Analyzing alternative phenotypes as a complementary approach to studying clinically defined AUD, and psychiatric disorders in general, has generated considerable interest in recent years (
44). Collectively, our work demonstrates how AUDIT can inexpensively facilitate such efforts. Here, we have shown that, after correcting for some potential biases, item- or symptom-level analyses can help unpack the genetic etiology of AUD by breaking down genetic influences into specific and shared components; notably, this is possible only because we can contrast our results against gold-standard, clinically ascertained AUD GWAS data sets. While composite scores have shown some utility in previous genetic association studies, such studies often rely on strong assumptions that the scale is unidimensional and that each item is equally informative of the construct being measured.
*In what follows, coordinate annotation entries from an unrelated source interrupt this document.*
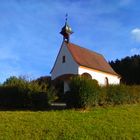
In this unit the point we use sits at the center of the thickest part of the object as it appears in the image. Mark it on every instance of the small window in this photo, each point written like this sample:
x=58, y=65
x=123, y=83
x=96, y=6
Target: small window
x=63, y=59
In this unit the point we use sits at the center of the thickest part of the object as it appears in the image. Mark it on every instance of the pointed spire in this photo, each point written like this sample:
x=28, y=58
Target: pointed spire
x=66, y=31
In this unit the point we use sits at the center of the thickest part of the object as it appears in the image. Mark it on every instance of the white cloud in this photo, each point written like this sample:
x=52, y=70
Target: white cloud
x=136, y=34
x=135, y=51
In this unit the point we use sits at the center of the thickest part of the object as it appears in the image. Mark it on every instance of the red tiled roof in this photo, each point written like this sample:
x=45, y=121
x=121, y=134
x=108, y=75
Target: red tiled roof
x=90, y=59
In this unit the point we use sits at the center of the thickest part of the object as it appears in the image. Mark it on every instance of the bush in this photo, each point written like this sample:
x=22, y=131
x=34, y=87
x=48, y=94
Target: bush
x=117, y=94
x=20, y=93
x=83, y=92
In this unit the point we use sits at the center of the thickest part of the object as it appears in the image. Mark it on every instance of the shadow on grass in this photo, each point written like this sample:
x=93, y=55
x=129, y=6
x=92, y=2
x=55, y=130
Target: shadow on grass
x=53, y=106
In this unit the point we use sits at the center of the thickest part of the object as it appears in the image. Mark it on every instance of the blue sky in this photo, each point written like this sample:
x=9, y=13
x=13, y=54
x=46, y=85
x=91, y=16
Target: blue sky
x=30, y=39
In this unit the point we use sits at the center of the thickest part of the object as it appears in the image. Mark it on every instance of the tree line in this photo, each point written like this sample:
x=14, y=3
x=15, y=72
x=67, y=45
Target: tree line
x=128, y=68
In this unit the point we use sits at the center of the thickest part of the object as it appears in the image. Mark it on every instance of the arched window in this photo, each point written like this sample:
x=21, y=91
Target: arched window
x=106, y=81
x=87, y=75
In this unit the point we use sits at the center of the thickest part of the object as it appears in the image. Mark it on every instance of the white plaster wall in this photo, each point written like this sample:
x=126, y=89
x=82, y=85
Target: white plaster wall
x=69, y=67
x=100, y=76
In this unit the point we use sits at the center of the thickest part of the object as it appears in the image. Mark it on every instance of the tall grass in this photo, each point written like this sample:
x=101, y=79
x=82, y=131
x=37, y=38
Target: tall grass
x=114, y=123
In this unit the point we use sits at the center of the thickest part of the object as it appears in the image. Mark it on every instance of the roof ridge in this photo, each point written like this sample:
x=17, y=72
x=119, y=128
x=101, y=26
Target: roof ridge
x=84, y=48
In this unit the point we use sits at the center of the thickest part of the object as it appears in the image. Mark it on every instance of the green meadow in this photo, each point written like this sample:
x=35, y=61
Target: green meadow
x=109, y=123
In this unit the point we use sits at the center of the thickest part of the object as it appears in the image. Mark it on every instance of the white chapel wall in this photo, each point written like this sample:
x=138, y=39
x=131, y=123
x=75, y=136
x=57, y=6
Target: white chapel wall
x=69, y=67
x=100, y=76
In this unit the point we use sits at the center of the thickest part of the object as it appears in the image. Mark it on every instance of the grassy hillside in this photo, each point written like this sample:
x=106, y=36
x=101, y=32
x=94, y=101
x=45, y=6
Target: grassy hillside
x=121, y=122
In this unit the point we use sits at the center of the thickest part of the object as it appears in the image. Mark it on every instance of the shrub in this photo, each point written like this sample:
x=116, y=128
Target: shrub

In this study, we have shown that the latter assumption is false for AUDIT. In particular, a large proportion of the genetic variance of item 1 appears to be uninformative about a broader consumption construct, as it is related to socially stratified differences in behavior rather than the alcohol phenotypes of clinical interest. Moreover, although we found a notable degree of unidimensionality among the AUDIT items, our results demonstrate that the consumption and problems factors remain distinct in their associations with health.